The BBA would force policymakers to cut federal programs, raise taxes, or both when the economy is weak or already in recession — the exact opposite of what good economic policy would advise.
It ignores our history. Franklin Roosevelt’s efforts to address the Great Depression by deficit spending reduced unemployment from 25% to 14%. That is until he was pressured by deficit hawks to balance the budget. Unemployment jumped back to 19%.
According to a 2011 study during the last Congressional debate on a BBA during the Great Recession, a BBA would have caused the 2012 unemployment rate to double from 9 percent in that year to 18 percent by throwing an additional 15 million people out of work.
A BBA would wipe out trillions of dollars of Social Security, Medicare, military and civil service retirement trust funds, and Federal Deposit Insurance Corporation and Pension Benefit Guaranty Corporation trust funds since they could not draw down the balances they has accumulated in previous years to pay benefits in a later year.
At a time when our nation may be heading for a Constitutional crisis because Congress is unable to find a simple majority for legislation guaranteeing no one man is above the law, a BBA would create an ongoing scenario of endless potential Constitutional crises should Congress be unable to find super majorities to resolve budget shortfalls creating the threat of political extortion by a congressional minority. The BBA is a direct attack on our democracy.
Those who promote the fetish of the national debt, the Herbert Hoovers of our day, are often those engaged in the perennial campaign to cut Social Security, Medicare and Medicaid.
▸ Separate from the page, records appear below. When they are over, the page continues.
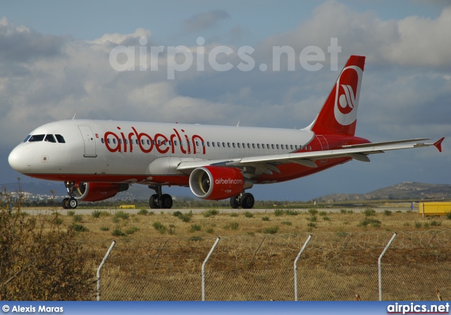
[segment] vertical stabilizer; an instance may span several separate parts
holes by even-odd
[[[351,56],[315,121],[316,134],[354,136],[365,57]]]

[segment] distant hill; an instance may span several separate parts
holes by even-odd
[[[404,181],[363,194],[334,194],[316,198],[316,201],[359,201],[377,200],[451,200],[451,185]]]
[[[32,194],[67,195],[67,191],[63,183],[56,181],[42,181],[39,182],[20,183],[22,191]],[[18,183],[0,184],[0,189],[3,191],[5,188],[8,192],[18,190]],[[128,191],[119,193],[116,199],[121,200],[147,200],[154,193],[145,185],[133,185]],[[333,202],[340,201],[378,200],[451,200],[451,185],[435,184],[422,184],[405,181],[383,188],[378,189],[368,193],[363,194],[334,194],[327,195],[316,199],[319,202]]]

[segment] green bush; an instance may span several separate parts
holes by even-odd
[[[69,229],[74,230],[76,232],[87,232],[89,231],[83,224],[78,224],[78,223],[74,223],[69,226]]]
[[[149,213],[149,211],[147,210],[146,209],[141,209],[140,210],[140,211],[138,211],[138,214],[140,215],[147,215],[147,214]]]
[[[365,217],[372,217],[376,215],[376,210],[373,209],[366,209],[364,211],[364,214]]]
[[[44,218],[0,210],[1,300],[93,300],[95,271],[76,231]]]
[[[155,229],[156,231],[160,232],[161,234],[163,234],[164,232],[166,231],[166,227],[159,221],[156,221],[155,222],[154,222],[152,226],[154,226],[154,229]]]
[[[116,228],[111,232],[111,235],[113,236],[125,236],[127,234],[125,234],[124,232],[123,232],[122,230],[121,230],[121,229]]]
[[[127,212],[124,212],[123,211],[118,211],[116,214],[114,214],[115,218],[122,219],[123,220],[126,220],[130,217],[130,214]]]
[[[209,218],[210,217],[213,217],[214,215],[218,215],[219,214],[219,211],[214,210],[214,209],[210,209],[209,210],[205,210],[202,212],[202,214],[204,214],[204,217],[206,218]]]
[[[278,226],[270,226],[270,227],[265,228],[263,230],[263,233],[264,233],[265,234],[276,234],[278,231],[279,231]]]
[[[130,226],[125,229],[125,234],[131,235],[131,234],[133,234],[135,232],[137,232],[138,231],[140,231],[139,228],[136,226]]]
[[[191,224],[191,229],[190,229],[190,232],[193,233],[197,231],[200,231],[201,229],[202,229],[201,226],[199,226],[199,224]]]
[[[252,218],[254,217],[254,214],[252,212],[249,212],[249,211],[245,212],[245,217],[247,218]]]

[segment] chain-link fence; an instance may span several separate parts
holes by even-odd
[[[390,232],[313,235],[297,263],[299,300],[378,300],[378,258]],[[206,264],[206,300],[294,300],[293,262],[308,234],[223,238]],[[382,299],[451,297],[451,231],[399,233],[382,259]],[[102,300],[200,300],[214,238],[118,243]]]

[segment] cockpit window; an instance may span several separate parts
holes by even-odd
[[[63,136],[61,136],[61,134],[56,134],[55,136],[56,137],[56,140],[58,140],[58,142],[59,142],[60,143],[66,143],[66,141],[64,140]]]
[[[44,141],[46,142],[53,142],[53,143],[56,142],[56,141],[55,140],[55,137],[54,136],[53,134],[47,134],[45,136],[45,139],[44,139]]]
[[[45,136],[45,134],[33,134],[32,136],[30,137],[30,139],[28,139],[28,142],[42,141],[42,140],[44,140],[44,136]]]

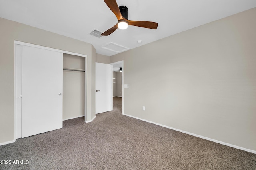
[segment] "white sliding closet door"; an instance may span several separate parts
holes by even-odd
[[[22,137],[62,127],[63,53],[22,46]]]

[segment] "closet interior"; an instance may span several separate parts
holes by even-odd
[[[84,116],[85,59],[63,53],[64,121]]]

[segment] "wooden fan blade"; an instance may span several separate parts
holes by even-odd
[[[116,25],[115,26],[114,26],[114,27],[112,27],[110,29],[104,32],[103,33],[102,33],[100,35],[101,35],[101,36],[107,36],[107,35],[110,35],[111,34],[113,33],[113,32],[114,31],[116,31],[116,29],[117,29],[118,28],[118,24],[117,23],[116,24]]]
[[[116,15],[118,20],[123,19],[123,17],[122,16],[119,8],[116,3],[116,0],[104,0],[104,1],[108,6],[109,9]]]
[[[156,29],[158,26],[158,24],[156,22],[142,21],[131,21],[126,20],[125,18],[124,20],[128,22],[128,25],[129,25],[136,26],[154,29]]]

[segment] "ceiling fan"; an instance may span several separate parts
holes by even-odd
[[[114,27],[101,34],[101,35],[108,35],[113,33],[118,28],[121,29],[126,29],[128,25],[154,29],[157,28],[158,24],[156,22],[128,20],[128,8],[125,6],[120,6],[118,7],[116,0],[104,0],[104,1],[116,16],[118,22]]]

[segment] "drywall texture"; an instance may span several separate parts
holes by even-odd
[[[85,58],[63,54],[63,67],[84,70]],[[85,72],[63,70],[63,120],[84,116]]]
[[[109,56],[96,53],[96,62],[97,63],[109,64],[110,59]]]
[[[110,57],[124,60],[124,113],[256,151],[255,16],[254,8]]]
[[[91,44],[2,18],[0,25],[0,144],[14,139],[14,40],[87,55],[87,118],[95,116],[96,54]]]

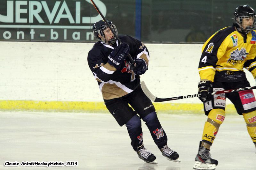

Perhaps it is no coincidence that no sooner had we finally passed this year’s budget with its looming trillion dollar deficits, then we began hearing demands for “entitlement reform.” Mr. Speaker, perhaps we should initiate a national warning system, similar to our urgent warning system for dangerous weather: whenever the cry goes out for a BBA seniors and low income Americans need to be warned to rise up to protect Social Security, their Medicare and Medicaid.
Mr. Speaker, it is time to tear down this facade of economic gobbledygook which obscures the predatory essence of the BBA and vote this zombie down decisively.